Two Indian schools in Abu Dhabi to add 1,400 seats

Education council addresses shortage of seats in Indian schools in the capital

  • By Binsal Abdul Kader, Staff Reporter
  • Published: 00:00 March 8, 2012
  • Gulf News

M.K Lokesh, Indian Ambassador to the UAE
  • Image Credit: Gulf News Archives
  • The embassy and Indian community are indebted to Dr Al Khaili and Adec for these prompt actions to address this issue, says M.K Lokesh, Indian Ambassador to the UAE.

Abu Dhabi: Two Indian Schools in Abu Dhabi have got approval to add about 1,400 seats in the next academic year, the Indian Ambassador to the UAE said yesterday.

This will address growing concerns in the community about shortage of seats in Indian schools in the capital, M.K. Lokesh said at a press conference at the Indian Embassy.

He said he had a meeting with Dr Mugheer Khamis Al Khaili, the Director General of Abu Dhabi Education Council (Adec), who is taking great efforts to address the issue. It is heartening to see that Dr Al Khaili and Adec are taking several immediate steps to address the most important issue of the Indian community, Lokesh said.

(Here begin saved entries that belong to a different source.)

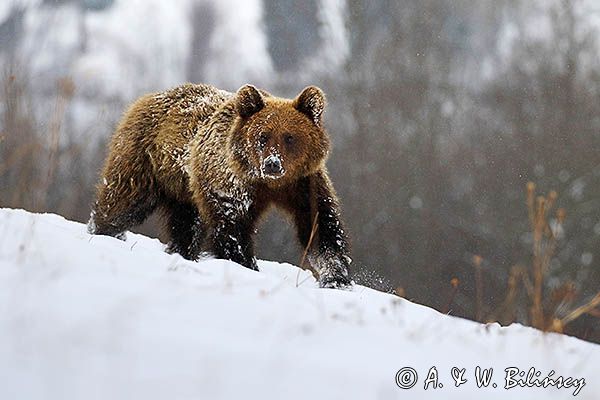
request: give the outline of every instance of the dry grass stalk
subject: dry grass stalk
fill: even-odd
[[[544,282],[549,270],[550,263],[556,252],[558,237],[562,232],[562,225],[566,218],[566,212],[563,208],[558,208],[555,212],[556,220],[553,226],[548,222],[548,215],[556,205],[558,194],[555,191],[548,193],[547,197],[535,195],[535,184],[527,184],[527,210],[532,234],[532,260],[531,269],[528,273],[523,266],[514,266],[511,268],[508,278],[508,287],[504,302],[498,307],[495,314],[490,318],[491,321],[502,320],[503,323],[511,323],[515,320],[517,310],[517,295],[519,283],[523,284],[527,297],[530,300],[529,324],[540,330],[563,332],[565,326],[584,314],[600,318],[600,293],[593,297],[586,304],[577,307],[564,315],[564,309],[570,305],[576,298],[577,291],[572,282],[565,282],[557,288],[550,291],[550,297],[544,299]],[[480,319],[482,284],[481,263],[479,256],[473,257],[476,271],[477,285],[477,319]]]
[[[525,268],[520,265],[514,265],[508,275],[506,297],[496,313],[489,319],[490,321],[500,321],[507,325],[516,320],[516,300],[519,293],[519,283],[524,280],[529,280]]]
[[[481,263],[483,257],[473,256],[473,265],[475,266],[475,320],[483,321],[483,273]]]
[[[551,227],[548,223],[548,214],[556,205],[558,194],[551,191],[547,197],[538,196],[535,202],[534,197],[535,184],[529,182],[527,184],[527,206],[533,238],[533,283],[529,281],[525,273],[523,274],[523,284],[531,299],[530,322],[533,327],[538,329],[563,332],[567,324],[583,314],[600,314],[596,309],[600,305],[600,293],[588,303],[572,310],[565,317],[559,318],[557,314],[560,313],[560,308],[565,304],[572,303],[576,297],[575,285],[566,282],[551,292],[549,304],[544,311],[544,278],[555,254],[557,238],[565,221],[566,212],[563,208],[558,208],[555,214],[556,224]]]
[[[596,310],[596,307],[598,306],[600,306],[600,293],[596,294],[596,296],[594,296],[586,304],[579,306],[573,311],[571,311],[569,314],[567,314],[566,317],[562,318],[560,322],[562,326],[565,326],[569,322],[572,322],[577,318],[581,317],[583,314],[592,314],[594,311],[598,311]]]
[[[26,79],[17,79],[7,67],[3,74],[2,146],[0,146],[0,204],[3,207],[32,207],[32,193],[37,187],[40,170],[37,160],[43,149],[31,117],[31,99]]]
[[[450,306],[454,302],[456,293],[458,293],[458,285],[459,284],[460,284],[460,281],[458,280],[458,278],[450,279],[450,286],[452,286],[452,291],[450,292],[450,296],[448,298],[448,302],[446,303],[446,306],[442,309],[442,312],[444,314],[448,314],[450,312]]]
[[[556,250],[557,230],[564,221],[564,210],[558,209],[555,229],[552,229],[548,223],[548,214],[556,204],[557,198],[558,194],[555,191],[551,191],[547,197],[535,197],[535,184],[533,182],[527,184],[527,210],[533,240],[531,262],[533,283],[529,286],[528,279],[525,277],[523,282],[526,284],[531,298],[530,322],[538,329],[544,329],[547,326],[543,306],[544,277]]]
[[[542,267],[542,240],[546,221],[546,199],[538,196],[533,217],[533,302],[531,305],[531,324],[542,329],[544,326],[544,310],[542,306],[544,272]]]
[[[305,268],[304,267],[304,263],[306,261],[306,257],[308,255],[308,250],[310,249],[310,246],[312,246],[312,242],[313,239],[315,237],[315,234],[317,233],[317,218],[319,217],[319,212],[317,211],[315,213],[315,217],[313,219],[313,223],[312,223],[312,227],[310,230],[310,236],[308,237],[308,243],[306,243],[306,247],[304,248],[304,251],[302,252],[302,258],[300,258],[300,268],[302,269],[308,269],[310,271],[312,271],[313,275],[318,279],[319,278],[319,273],[317,272],[317,270],[315,270],[312,265],[310,265],[310,263],[308,264],[308,266]]]
[[[577,296],[577,290],[573,282],[565,282],[552,289],[549,304],[546,307],[546,315],[556,316],[564,314],[562,311],[569,306]]]
[[[54,174],[58,168],[60,157],[57,156],[60,144],[60,133],[62,121],[64,120],[67,105],[69,104],[75,92],[75,84],[69,78],[63,78],[58,81],[58,94],[56,98],[56,106],[50,121],[50,143],[48,147],[48,169],[46,178],[42,182],[42,187],[37,200],[37,207],[45,207],[48,191],[54,179]]]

A new shift at Abu Dhabi Indian School (Adis), with about 900 seats, and several new divisions with 485 seats at the Model School have already been approved, he said.

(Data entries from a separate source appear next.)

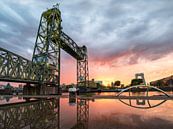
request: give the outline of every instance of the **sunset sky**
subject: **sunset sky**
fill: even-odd
[[[31,59],[41,13],[56,3],[63,31],[88,48],[90,79],[173,74],[172,0],[0,0],[0,47]],[[61,83],[76,83],[76,60],[63,50]]]

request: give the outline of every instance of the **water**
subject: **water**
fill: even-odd
[[[113,95],[113,93],[102,93],[102,95]],[[173,128],[172,100],[66,97],[29,100],[22,97],[9,99],[1,96],[0,105],[0,129]]]

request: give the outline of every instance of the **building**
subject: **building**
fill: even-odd
[[[89,88],[99,88],[103,85],[102,81],[95,81],[94,79],[89,81]]]
[[[135,79],[142,79],[143,84],[146,85],[144,73],[136,73],[136,74],[135,74]]]
[[[13,87],[8,83],[7,85],[0,86],[0,95],[11,95]]]
[[[4,90],[5,89],[4,87],[5,87],[4,85],[0,85],[0,90]]]
[[[95,81],[95,83],[103,85],[103,81]]]
[[[173,86],[173,75],[150,82],[152,86]]]

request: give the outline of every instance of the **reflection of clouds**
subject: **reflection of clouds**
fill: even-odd
[[[99,124],[95,124],[99,123]],[[95,117],[90,122],[90,129],[171,129],[173,121],[152,116],[144,118],[138,114],[111,114]]]
[[[71,116],[72,108],[64,107],[67,104],[68,101],[63,103],[62,110],[66,112],[68,108]],[[172,129],[172,107],[172,101],[167,101],[158,108],[138,110],[121,105],[118,100],[96,99],[90,103],[89,129]],[[160,112],[156,113],[155,110]]]
[[[164,104],[160,105],[159,107],[150,109],[150,112],[145,112],[147,116],[153,117],[157,116],[159,118],[164,118],[165,120],[173,120],[173,112],[168,109],[173,108],[173,101],[167,100]],[[147,118],[147,117],[146,117]]]

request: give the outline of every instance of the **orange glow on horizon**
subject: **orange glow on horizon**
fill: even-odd
[[[146,82],[149,83],[164,77],[173,75],[173,53],[164,58],[155,61],[141,60],[138,64],[122,65],[119,67],[110,67],[109,64],[96,65],[95,62],[89,62],[90,80],[102,81],[103,85],[111,85],[111,82],[121,81],[121,84],[129,85],[135,73],[144,73]],[[67,61],[64,63],[61,72],[61,84],[76,84],[76,62]],[[0,82],[0,84],[6,84]],[[10,83],[16,85],[14,83]],[[18,85],[18,84],[17,84]]]
[[[128,85],[131,79],[135,77],[135,73],[144,73],[146,82],[154,81],[173,74],[173,53],[155,60],[140,60],[138,64],[121,65],[111,67],[111,64],[98,65],[97,62],[89,62],[90,80],[103,81],[104,85],[110,85],[111,82],[120,80],[122,84]],[[73,62],[74,63],[74,62]],[[70,66],[70,67],[69,67]],[[61,83],[76,83],[76,63],[69,63],[69,67],[63,71]]]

Apart from this, Adec has asked several other Indian schools to report the availability of space to add more seats, the ambassador said.

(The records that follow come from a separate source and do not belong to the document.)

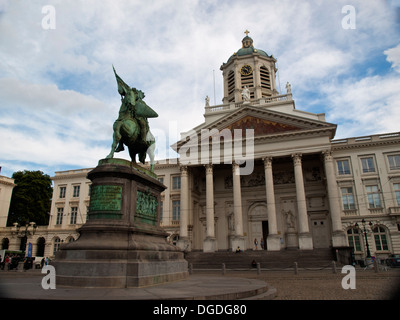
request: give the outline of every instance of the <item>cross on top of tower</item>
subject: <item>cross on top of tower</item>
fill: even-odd
[[[250,48],[253,46],[253,39],[249,37],[249,30],[244,32],[246,36],[242,39],[242,48]]]

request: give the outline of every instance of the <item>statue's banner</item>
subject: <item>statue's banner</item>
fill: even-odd
[[[119,75],[117,75],[117,72],[115,71],[115,68],[113,66],[115,78],[117,79],[117,84],[118,84],[118,93],[120,95],[125,95],[128,90],[130,90],[129,86],[124,82],[124,80],[121,79]]]

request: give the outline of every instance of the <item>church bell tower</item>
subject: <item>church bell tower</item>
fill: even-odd
[[[253,46],[249,31],[242,39],[242,47],[221,66],[224,78],[223,103],[242,102],[242,92],[248,89],[250,100],[278,94],[275,76],[276,59]]]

He said Adec is also considering the applications from several Indian school managements to start new schools. "The embassy and Indian community are indebted to Dr Al Khaili and Adec for these prompt actions to address this issue," Lokesh said.

Asked about the required number of seats to address the shortage, he told Gulf News that an exact figure was not available.

"School principals said there were about 4,000 applications for 900 vacant seats. Considering the possible duplication of applications [one child applying at more than one school], an exact number of required seats cannot be made," he explained.

Adec was not immediately available for comments yesterday.

Four-hour shifts

Abu Dhabi Indian School (Adis) told Gulf News that its newly-approved shift with more than 900 seats are for KG 1 (Kindergarten), KG 2 and Grade 1.

"The shifts will be four hours each in the morning and evening, and we are working out the timing," said B.R. Shetty, chairman of the school governing body.

The Model School in Mussaffah said its newly-approved 485 seats will be in new divisions of KG 1 to grade 12. The school already had new classrooms and the additional seats will be given to those who had already registered and are on the waiting list, said Dr V.V Abdul Kader, principal of the school.

The school, with about 4236 pupils, is already working under two shifts- 7am to 12.15pm and 12.20pm to 5.35pm, he said. Total strength will go up to 4735 next academic year.

"There were 1200 applications for 400 KG 1 seats," the principal said.

New schools planned

Considering the prompt steps taken by the Abu Dhabi Education Council (Adec) to address the shortage of seats in Indian schools, Abu Dhabi Indian School (Adis) is expecting the approval for its proposal to build a new school with 4,000 seats from KG 1 to grade 12, B.R. Shetty, chairman of the school said.

"The children who get admission in newly-approved 900 seats in Adis will not need to worry when they grow up," he said.

He said he had already started an Indian school in Madinat Zayed in the Western Region at a disused government school given by the Adec.

ICK, a kindergarten owned by Shetty, with 600 pupils has also applied for a new school with 4,000 seats from KG 1 to KG 12, he said.

"We are grateful to Dr Al Khaili of the Adec for their support to the Indian community. In a recent meeting Dr Al Khaili said the UAE is thankful to the contributions of the Indian community; not only at present but in the pre-oil era," Shetty explained.

The Indian Ambassador said some private Indian managements like DPS (Delhi Public School) have also applied for new schools in Abu Dhabi.